TAIWAN-WAFFENVERKAUF PAUSIERT – MUNITIONSRESERVEN FÜR EPIC FURY
Der amtierende US-Marineminister Hung Cao bestätigte am 22. Mai vor dem Senatsunterausschuss für Verteidigungsmittel, dass ein geplanter Waffenverkauf an Taiwan im Wert von 14 Milliarden Dollar pausiert worden sei. Begründung: Sicherstellung ausreichender Munitionsreserven für Operation Epic Fury. „Wir haben genug, aber wir stellen sicher, dass wir alles haben“, sagte Cao. Taiwan wurde nach eigenen Angaben nicht vorab informiert. Trump hatte die Waffen zuvor gegenüber Fox News als „guten Verhandlungschip“ mit China bezeichnet – er hatte Xi Jinping am 14. Mai in Peking getroffen, wo Hormuz und Taiwan auf der Agenda standen. Der Vorfall dokumentiert erstmals öffentlich das Ausmaß des Munitionsverbrauchs: Bereits in den ersten zehn Kriegstagen wurden nach Schätzungen des Center for Strategic and International Studies über 2.000 Abfangraketen abgefeuert.

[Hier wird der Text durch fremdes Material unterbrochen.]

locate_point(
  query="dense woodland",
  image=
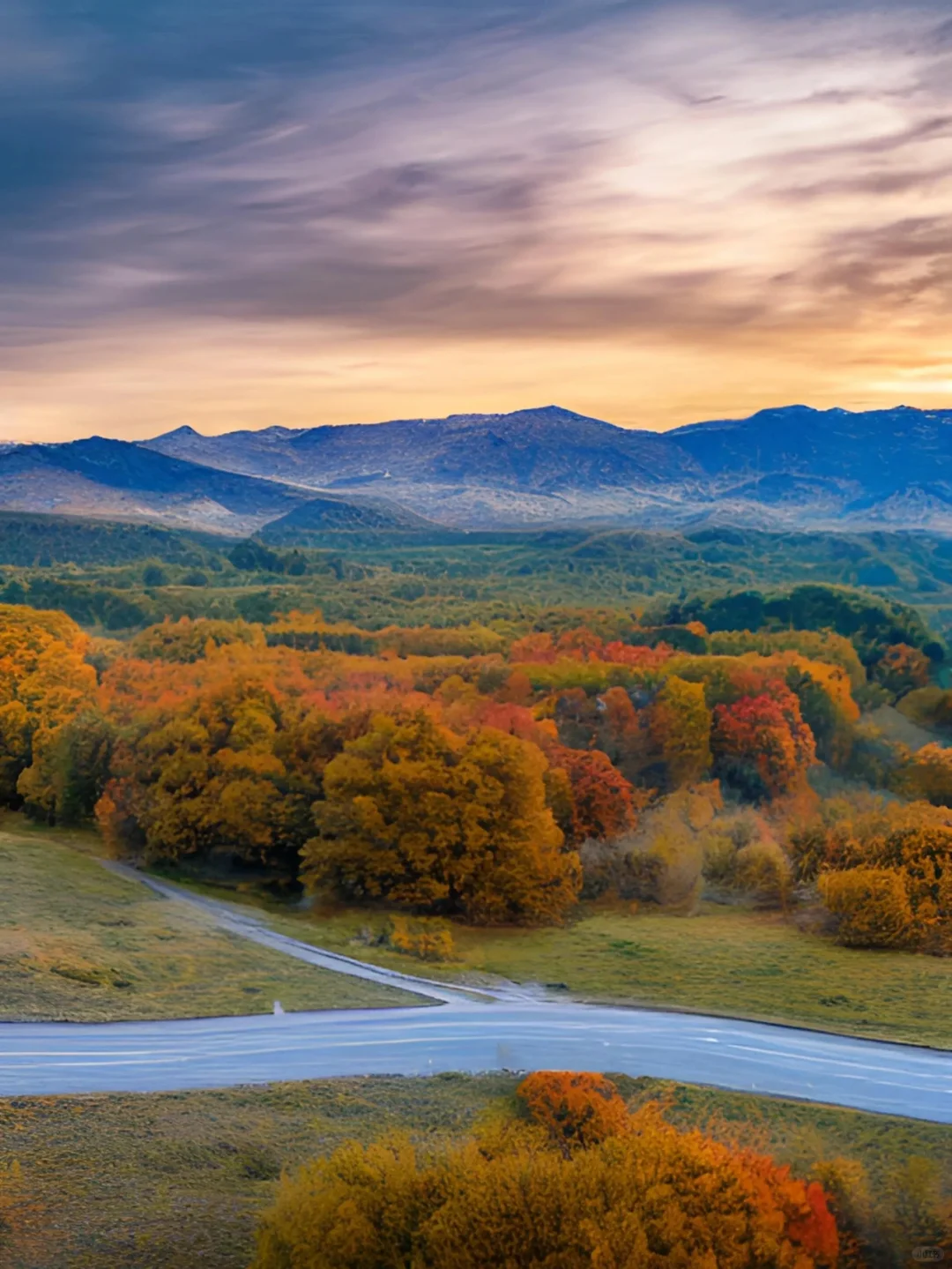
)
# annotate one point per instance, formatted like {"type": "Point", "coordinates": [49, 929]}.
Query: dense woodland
{"type": "Point", "coordinates": [570, 1178]}
{"type": "Point", "coordinates": [118, 578]}
{"type": "Point", "coordinates": [506, 773]}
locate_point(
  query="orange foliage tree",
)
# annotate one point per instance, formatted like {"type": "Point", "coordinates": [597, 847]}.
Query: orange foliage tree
{"type": "Point", "coordinates": [681, 730]}
{"type": "Point", "coordinates": [45, 684]}
{"type": "Point", "coordinates": [576, 1108]}
{"type": "Point", "coordinates": [761, 743]}
{"type": "Point", "coordinates": [428, 820]}
{"type": "Point", "coordinates": [604, 803]}
{"type": "Point", "coordinates": [648, 1197]}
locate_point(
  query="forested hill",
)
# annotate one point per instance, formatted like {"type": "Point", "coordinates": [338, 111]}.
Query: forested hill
{"type": "Point", "coordinates": [119, 577]}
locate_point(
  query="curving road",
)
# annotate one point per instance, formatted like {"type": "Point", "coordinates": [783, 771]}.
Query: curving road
{"type": "Point", "coordinates": [468, 1032]}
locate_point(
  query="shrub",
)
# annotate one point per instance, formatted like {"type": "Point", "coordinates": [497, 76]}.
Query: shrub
{"type": "Point", "coordinates": [426, 941]}
{"type": "Point", "coordinates": [651, 1197]}
{"type": "Point", "coordinates": [576, 1108]}
{"type": "Point", "coordinates": [871, 907]}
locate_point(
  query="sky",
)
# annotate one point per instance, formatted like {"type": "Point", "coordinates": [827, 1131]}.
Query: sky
{"type": "Point", "coordinates": [231, 214]}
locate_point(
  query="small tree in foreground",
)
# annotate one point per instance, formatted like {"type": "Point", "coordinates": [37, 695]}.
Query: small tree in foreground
{"type": "Point", "coordinates": [643, 1197]}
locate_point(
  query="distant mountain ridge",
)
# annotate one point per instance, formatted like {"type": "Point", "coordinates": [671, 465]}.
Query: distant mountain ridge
{"type": "Point", "coordinates": [781, 468]}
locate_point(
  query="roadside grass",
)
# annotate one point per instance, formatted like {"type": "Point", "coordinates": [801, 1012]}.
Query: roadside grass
{"type": "Point", "coordinates": [726, 961]}
{"type": "Point", "coordinates": [81, 944]}
{"type": "Point", "coordinates": [174, 1180]}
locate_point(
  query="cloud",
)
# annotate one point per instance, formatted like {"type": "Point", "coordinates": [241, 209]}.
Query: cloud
{"type": "Point", "coordinates": [700, 175]}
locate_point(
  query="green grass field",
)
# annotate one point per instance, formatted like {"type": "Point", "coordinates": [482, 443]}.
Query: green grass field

EU BESCHLIESST SANKTIONSERWEITERUNG GEGEN IRAN WEGEN HORMUZ-BLOCKADE
Die Europäische Union erweiterte am 22. Mai ihr Sanktionsregime gegen Iran um Maßnahmen, die sich spezifisch auf die Hormuz-Blockade beziehen – bisher hatten EU-Sanktionen gegen Iran auf die Unterstützung Russlands im Ukraine-Krieg und Menschenrechtsverletzungen gezielt. Die Erweiterung ermöglicht Reiseverbote und Vermögenssperren gegen Personen und Entitäten, die für die Beeinträchtigung der Schifffahrtsfreiheit verantwortlich sind. Konkrete Namen wurden nicht bekanntgegeben. EU-Wirtschaftskommissar Valdis Dombrovskis und EZB-Präsidentin Christine Lagarde erklärten am selben Tag, die Energiepreise in Europa würden selbst bei einer Beendigung des Konflikts noch bis Ende 2027 erhöht bleiben. Die EU-Inflationsprognose für 2026 wurde auf 3,1 Prozent nach oben revidiert – gegenüber einer früheren Prognose von 1,9 Prozent.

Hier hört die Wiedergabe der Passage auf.